POLIOMYELITIS; an acute virus disease marked by inflammation of nerve cells of the spinal cord.
Poliomyelitis has probably existed since the dawn of mankind. It is a devastating, debilitating and often fatal disease, which, while it can be controlled by modern vaccines, is still a dreaded presence in many developing Nations.
During the middle of this Twentieth Century, the incidence of the disease reached epidemic proportions worldwide. Thirty - forty years later, those who had contracted polio during the epidemic years began to experience symptoms that couldn't be easily identified. In several European communities, and particularly in North America, polio survivors took their concerns to the medical profession. In time it was recognized that symptoms that resembled the onset of polio, along with muscle pain and fatigue were common among those who had contracted the disease 30 - 40 years earlier. This became commonly known as 'post-polio syndrome', or the late effects of polio.
During the 1980's, a strong Polio Network evolved in the United States. In November, 1988, a National Conference was to be held in Toronto. For most Canadians to attend a Conference in Toronto poses financial and other difficulties. Olga Bobiash approached the Saskatchewan Abilities Council, requesting them to sponsor two Sask. residents to the Conference. She would attend and make every effort to contact someone in the southern part of the Province to attend with her. Time was limited, and as no one else was free at that time, I went. Together we made tapes, took notes, and talked with others from all over North America. We found that some provinces were already starting Support Groups, and ideas were shared all around. Shortly after we returned to Saskatoon, we contacted as many post-polio persons as we knew, and set up the first meeting. Within a couple of weeks from that time, officers were elected. In due course, the association was named and incorporated, with branches being established throughout the province. Today, membership has reached about 200, with Branches in Saskatoon, Prince Albert and North Battleford, and Polio Regina Inc. Nipawin is planning to form a Branch.

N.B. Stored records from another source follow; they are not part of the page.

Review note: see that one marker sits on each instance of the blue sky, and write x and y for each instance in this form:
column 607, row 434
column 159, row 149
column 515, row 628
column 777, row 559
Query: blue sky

The name, Saskatchewan Awareness of Post Polio says it all. The aim of the association is to heighten awareness and share information throughout the province, with 1) polio survivors , and 2) medical professionals. Our mailing list includes doctors and medical clinics in various fields. Our Newsletter "Sapplings" is distributed to all members, who are encouraged to share with others (eg family doctor).
The Sask. Abilities Council continues to provide support. Recently a computer was donated to S.A.P.P. by SaskPower, enabling us to access Saskatoon Free-Net. In addition, S.A.P.P. raises funds through memberships, donations and car raffles. In Saskatoon, members meet 10 times a year - at least two of those meetings being social events. In recent months, members listened to speakers on such topics as nutrition, circulation, foot care, and medical research. Recently, S.A.P.P. was able to sponsor a member to attend the Post Polio Conference in Montreal, and is involved in a hydra therapy program. The association is one of fellowship and positive action. Regular as well as Associate members are welcome to join.